MPs include two surveyors, a police officer, a musician and a professional golfer - Brian Leishman, who won Alloa and Grangemouth, local reporters enjoyed saying, with a big swing.
There were several civil servants or local government officers or NHS administrators and a handful of new members with experience working in aid or the third sector.
And a good few MPs have experience of casual or short-term work, whether tending bars or gutting fish.
What about business? A fair number of MPs will have had some experience in the private sector, including those who work in public affairs or PR.
At least three were identifiably entrepreneurs, including Liberal Democrat Angus MacDonald, at some point in their working lives.
But most of them had experience of politics. For some, such as journalist turned Tory Whitehall SpAD John Cooper, this was shortlived. For others, they had done little else in their lives.
Cairney of Stirling University has tracked this change over the years. He recognises some people do not like it.
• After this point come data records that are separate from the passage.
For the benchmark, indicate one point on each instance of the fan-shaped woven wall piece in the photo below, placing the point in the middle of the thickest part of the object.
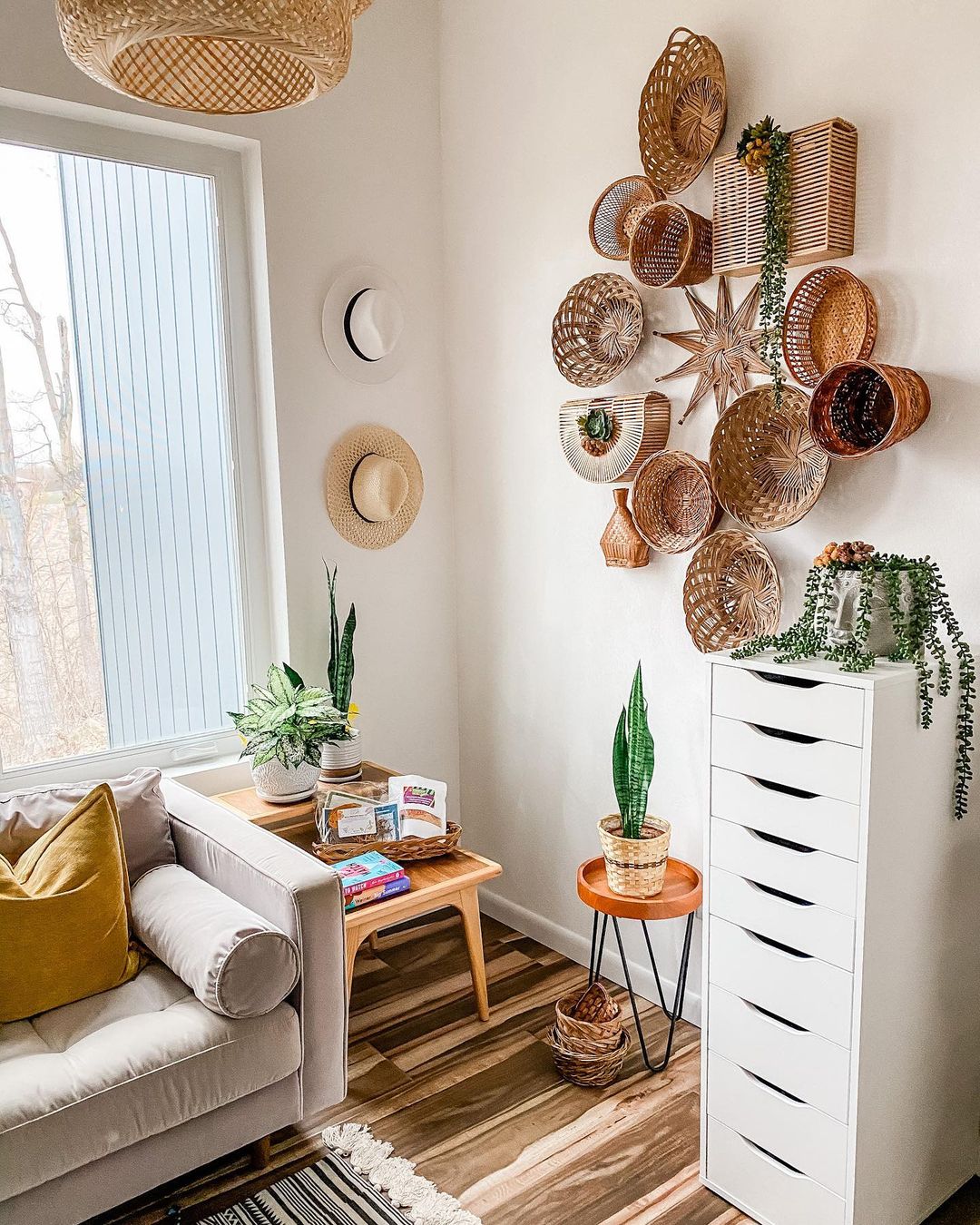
(674, 504)
(829, 318)
(731, 592)
(641, 426)
(671, 247)
(767, 468)
(616, 212)
(235, 58)
(861, 407)
(682, 111)
(597, 329)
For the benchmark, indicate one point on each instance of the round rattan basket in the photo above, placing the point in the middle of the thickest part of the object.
(616, 212)
(861, 407)
(830, 318)
(766, 466)
(674, 504)
(591, 1070)
(634, 867)
(233, 58)
(682, 111)
(671, 247)
(730, 592)
(597, 329)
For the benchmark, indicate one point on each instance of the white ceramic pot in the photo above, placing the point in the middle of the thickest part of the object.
(279, 784)
(339, 760)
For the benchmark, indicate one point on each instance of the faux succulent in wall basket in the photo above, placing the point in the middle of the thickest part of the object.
(860, 605)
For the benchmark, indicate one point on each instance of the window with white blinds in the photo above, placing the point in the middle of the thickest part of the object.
(125, 622)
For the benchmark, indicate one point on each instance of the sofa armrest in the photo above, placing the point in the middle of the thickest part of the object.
(296, 892)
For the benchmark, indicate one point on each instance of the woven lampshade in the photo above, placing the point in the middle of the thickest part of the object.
(216, 56)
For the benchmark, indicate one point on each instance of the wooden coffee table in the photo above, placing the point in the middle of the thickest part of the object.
(450, 881)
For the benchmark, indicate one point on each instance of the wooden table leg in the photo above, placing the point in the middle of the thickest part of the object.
(468, 906)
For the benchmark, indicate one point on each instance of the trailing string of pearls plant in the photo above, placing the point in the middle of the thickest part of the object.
(912, 594)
But politics - in an ever more complex world - really is becoming a profession in itself.
“These figures raise the usual questions about the rise of the 'political class' and its distance from the general population,” he said. “Usually, the legitimate charge is that the political elite is distant in terms of social background and from the hard reality of Scottish daily life. That said, there are some advantages to this typical MP background: a university education boosts their skills of oral and written communication, while political connections may help them get policy done. In other words, a specialist political class may have some benefits for the specialist role of the elected politician.”